19.9.17

Quercus quer Grupo Especial na Procuradoria-Geral da República (PGR) dedicado aos crimes ambientais

Apelo da Quercus na Abertura do Ano judicial 2017
Mais de 50% dos crimes contra a Natureza e o Ambiente nunca chegam aos tribunais
A Quercus pretende assinalar a entrada neste novo ano judicial com um apelo à magistratura portuguesa e a todo o sistema de justiça português, para que o crime ambiental, os crimes contra a natureza e todas as atividades perigosas para o ambiente sejam exemplarmente julgadas.
Infelizmente hoje, na prática, a legislação ambiental ainda é encarada por grande parte da nossa sociedade como Leis de segunda categoria.

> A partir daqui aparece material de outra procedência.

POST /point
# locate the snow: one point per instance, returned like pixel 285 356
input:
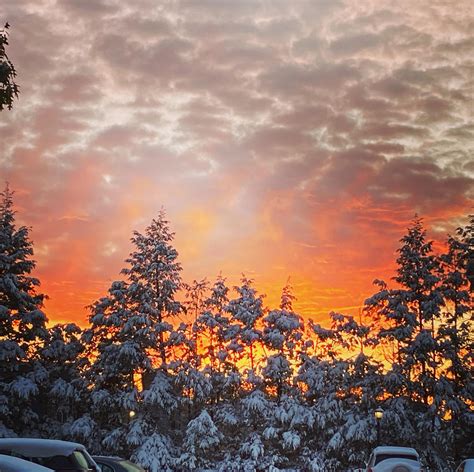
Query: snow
pixel 39 447
pixel 15 464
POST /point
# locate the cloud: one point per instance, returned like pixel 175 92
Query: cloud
pixel 282 137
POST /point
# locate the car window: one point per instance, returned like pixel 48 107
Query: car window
pixel 369 463
pixel 130 467
pixel 55 462
pixel 79 458
pixel 105 467
pixel 382 457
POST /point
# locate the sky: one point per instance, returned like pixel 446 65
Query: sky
pixel 283 138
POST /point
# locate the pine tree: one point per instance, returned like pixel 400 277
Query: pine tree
pixel 8 88
pixel 22 323
pixel 247 312
pixel 63 390
pixel 409 314
pixel 283 336
pixel 455 388
pixel 131 335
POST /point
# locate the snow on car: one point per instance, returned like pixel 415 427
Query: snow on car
pixel 394 459
pixel 15 464
pixel 466 466
pixel 50 453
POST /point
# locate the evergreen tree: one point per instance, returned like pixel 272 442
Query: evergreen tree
pixel 8 88
pixel 130 335
pixel 455 389
pixel 409 314
pixel 22 323
pixel 283 336
pixel 63 391
pixel 246 311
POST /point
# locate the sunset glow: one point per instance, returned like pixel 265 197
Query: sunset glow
pixel 284 139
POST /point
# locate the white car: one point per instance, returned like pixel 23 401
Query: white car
pixel 466 466
pixel 394 459
pixel 15 464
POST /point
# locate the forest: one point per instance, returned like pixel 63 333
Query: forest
pixel 205 376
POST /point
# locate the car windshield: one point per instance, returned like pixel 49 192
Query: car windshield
pixel 382 457
pixel 76 461
pixel 129 467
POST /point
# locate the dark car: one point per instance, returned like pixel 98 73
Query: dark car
pixel 116 464
pixel 60 456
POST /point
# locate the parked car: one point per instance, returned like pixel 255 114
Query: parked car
pixel 15 464
pixel 466 466
pixel 60 456
pixel 394 459
pixel 116 464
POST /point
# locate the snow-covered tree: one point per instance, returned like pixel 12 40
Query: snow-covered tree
pixel 409 313
pixel 201 444
pixel 283 337
pixel 246 311
pixel 22 323
pixel 8 87
pixel 63 389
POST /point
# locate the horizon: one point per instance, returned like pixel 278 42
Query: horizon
pixel 283 140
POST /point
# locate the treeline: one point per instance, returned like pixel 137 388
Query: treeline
pixel 220 381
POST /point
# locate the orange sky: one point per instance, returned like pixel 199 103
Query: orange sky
pixel 282 138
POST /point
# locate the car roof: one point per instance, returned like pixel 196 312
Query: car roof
pixel 395 450
pixel 39 447
pixel 15 464
pixel 105 458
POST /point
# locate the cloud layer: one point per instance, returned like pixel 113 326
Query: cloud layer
pixel 283 138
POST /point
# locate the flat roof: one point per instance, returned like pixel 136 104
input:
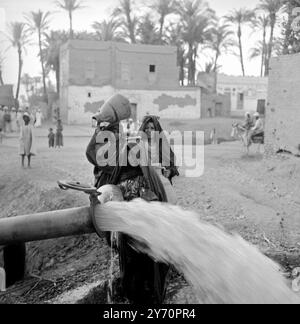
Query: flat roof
pixel 100 45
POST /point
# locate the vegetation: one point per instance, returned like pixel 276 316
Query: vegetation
pixel 190 25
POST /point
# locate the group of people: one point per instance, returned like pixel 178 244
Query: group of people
pixel 11 119
pixel 254 126
pixel 142 280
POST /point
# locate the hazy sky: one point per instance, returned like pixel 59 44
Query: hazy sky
pixel 97 10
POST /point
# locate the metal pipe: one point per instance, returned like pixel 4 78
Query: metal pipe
pixel 45 226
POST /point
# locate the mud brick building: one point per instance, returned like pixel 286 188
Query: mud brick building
pixel 283 108
pixel 92 71
pixel 6 96
pixel 246 94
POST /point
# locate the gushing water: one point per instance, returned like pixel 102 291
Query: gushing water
pixel 220 267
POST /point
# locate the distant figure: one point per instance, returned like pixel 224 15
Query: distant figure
pixel 7 120
pixel 1 135
pixel 20 120
pixel 2 118
pixel 27 140
pixel 258 129
pixel 38 118
pixel 2 280
pixel 248 123
pixel 59 140
pixel 51 138
pixel 14 126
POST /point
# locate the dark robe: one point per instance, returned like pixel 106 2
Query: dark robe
pixel 143 281
pixel 166 154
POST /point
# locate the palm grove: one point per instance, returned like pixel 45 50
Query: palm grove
pixel 190 25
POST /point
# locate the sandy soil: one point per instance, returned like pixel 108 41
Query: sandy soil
pixel 256 198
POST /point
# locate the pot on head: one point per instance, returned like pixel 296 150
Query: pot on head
pixel 115 109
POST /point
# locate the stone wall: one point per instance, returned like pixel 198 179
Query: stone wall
pixel 283 107
pixel 81 103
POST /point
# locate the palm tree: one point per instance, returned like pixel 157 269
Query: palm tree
pixel 38 22
pixel 70 6
pixel 240 17
pixel 107 30
pixel 196 19
pixel 1 68
pixel 147 31
pixel 27 81
pixel 174 38
pixel 272 8
pixel 127 19
pixel 18 38
pixel 288 7
pixel 262 22
pixel 54 40
pixel 221 41
pixel 259 48
pixel 163 8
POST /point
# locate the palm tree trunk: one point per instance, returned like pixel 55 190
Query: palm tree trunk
pixel 263 53
pixel 131 32
pixel 190 67
pixel 57 75
pixel 215 72
pixel 162 22
pixel 241 49
pixel 273 22
pixel 288 30
pixel 43 67
pixel 71 24
pixel 1 78
pixel 20 71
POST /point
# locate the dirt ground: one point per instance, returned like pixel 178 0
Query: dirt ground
pixel 258 199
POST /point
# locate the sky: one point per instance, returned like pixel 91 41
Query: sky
pixel 96 10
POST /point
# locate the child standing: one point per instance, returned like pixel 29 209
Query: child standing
pixel 27 140
pixel 1 135
pixel 51 138
pixel 59 141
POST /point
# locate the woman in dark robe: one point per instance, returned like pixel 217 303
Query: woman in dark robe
pixel 158 144
pixel 143 281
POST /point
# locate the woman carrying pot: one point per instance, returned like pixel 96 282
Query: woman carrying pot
pixel 143 281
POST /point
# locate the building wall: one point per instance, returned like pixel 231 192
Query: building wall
pixel 213 105
pixel 177 104
pixel 133 67
pixel 252 89
pixel 7 96
pixel 121 65
pixel 283 108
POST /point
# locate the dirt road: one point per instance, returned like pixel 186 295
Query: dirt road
pixel 256 198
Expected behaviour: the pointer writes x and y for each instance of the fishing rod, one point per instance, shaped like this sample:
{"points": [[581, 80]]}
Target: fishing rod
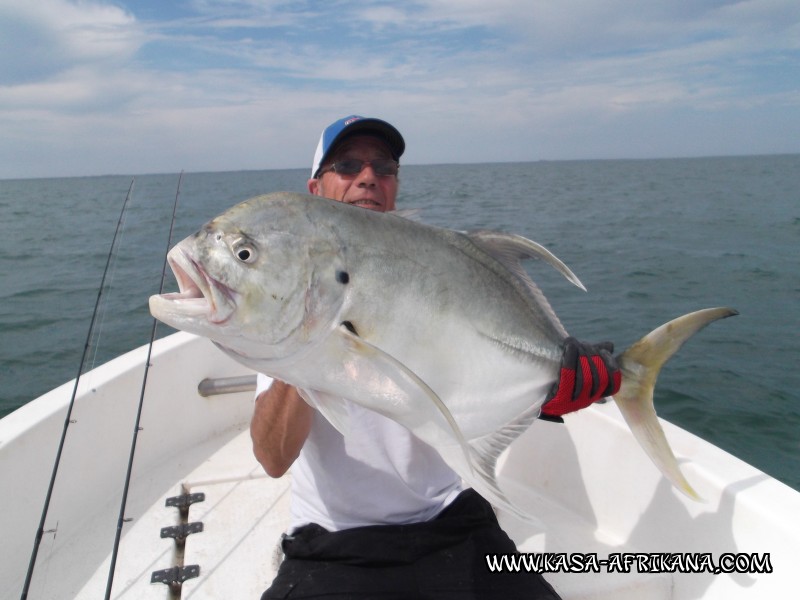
{"points": [[70, 406], [137, 428]]}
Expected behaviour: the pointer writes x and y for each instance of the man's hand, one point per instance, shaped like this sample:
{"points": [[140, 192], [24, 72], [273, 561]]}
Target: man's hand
{"points": [[588, 373]]}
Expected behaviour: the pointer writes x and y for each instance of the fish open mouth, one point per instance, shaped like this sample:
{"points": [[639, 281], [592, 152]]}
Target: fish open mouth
{"points": [[200, 294]]}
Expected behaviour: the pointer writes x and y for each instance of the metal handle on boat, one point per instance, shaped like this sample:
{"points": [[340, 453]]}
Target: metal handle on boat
{"points": [[226, 385]]}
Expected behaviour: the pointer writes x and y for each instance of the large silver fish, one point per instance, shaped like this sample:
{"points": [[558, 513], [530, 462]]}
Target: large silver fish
{"points": [[439, 330]]}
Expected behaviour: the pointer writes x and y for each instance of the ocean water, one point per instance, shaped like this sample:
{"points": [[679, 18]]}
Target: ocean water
{"points": [[650, 239]]}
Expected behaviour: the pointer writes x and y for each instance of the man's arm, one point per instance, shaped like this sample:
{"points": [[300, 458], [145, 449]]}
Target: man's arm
{"points": [[279, 428]]}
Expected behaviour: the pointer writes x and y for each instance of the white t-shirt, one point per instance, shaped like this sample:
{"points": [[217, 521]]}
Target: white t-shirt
{"points": [[380, 474]]}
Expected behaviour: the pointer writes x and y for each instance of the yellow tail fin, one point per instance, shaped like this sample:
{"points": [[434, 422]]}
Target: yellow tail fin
{"points": [[640, 365]]}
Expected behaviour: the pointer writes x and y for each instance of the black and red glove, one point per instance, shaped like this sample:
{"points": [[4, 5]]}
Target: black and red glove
{"points": [[588, 373]]}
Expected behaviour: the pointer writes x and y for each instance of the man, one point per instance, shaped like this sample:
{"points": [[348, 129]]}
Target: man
{"points": [[378, 514]]}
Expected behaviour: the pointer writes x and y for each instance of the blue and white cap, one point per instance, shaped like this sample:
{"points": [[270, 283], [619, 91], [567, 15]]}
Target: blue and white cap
{"points": [[338, 130]]}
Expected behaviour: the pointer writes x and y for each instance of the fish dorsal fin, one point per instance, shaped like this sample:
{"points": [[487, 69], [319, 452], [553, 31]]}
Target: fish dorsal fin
{"points": [[511, 249], [332, 408]]}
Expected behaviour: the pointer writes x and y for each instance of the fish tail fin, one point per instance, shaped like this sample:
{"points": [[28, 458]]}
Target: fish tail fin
{"points": [[640, 365]]}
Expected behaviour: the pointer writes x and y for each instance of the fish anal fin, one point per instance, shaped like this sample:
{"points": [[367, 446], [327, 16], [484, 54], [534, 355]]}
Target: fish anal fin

Os crimes de cariz ambiental são de elevada complexidade e variedade, muitas vezes relacionados com fenómenos biológicos, físicos e químicos, o que acarreta uma extrema dificuldade na obtenção de prova. Devido a estas especificidades, os crimes ambientais exigem abordagens e métodos de investigação totalmente distintos dos métodos tradicionais de investigação criminal.
Só a criação de equipas especiais na PGR, à semelhança do que já acontece para os crimes económicos e de corrupção, poderá inverter a situação de quase impunidade que se verifica sempre que há incumprimento de legislação ambiental e de conservação da natureza.
Recorrentemente assistimos a situações, como por exemplo a poluição do rio Tejo ou destruição da natureza em áreas protegidas, sem que seja conhecida qualquer diligência ou investigação com o objetivo de pôr fim a estas práticas ilegais.
A Quercus pretende um ano judicial 2017/18 ambientalmente exemplar, capaz de demonstrar que o crime ambiental não compensa
Os atropelos e desrespeito pelo ambiente, assim como qualquer acto que possa pôr em perigo o ambiente, os ecossistemas naturais e /ou as pessoas, por actos de poluição ou conduzam a uma ação de risco eminente de poluição, não podem no contexto nacional e internacional continuar a ser vistos pela população como actos menores e de baixa relevância social.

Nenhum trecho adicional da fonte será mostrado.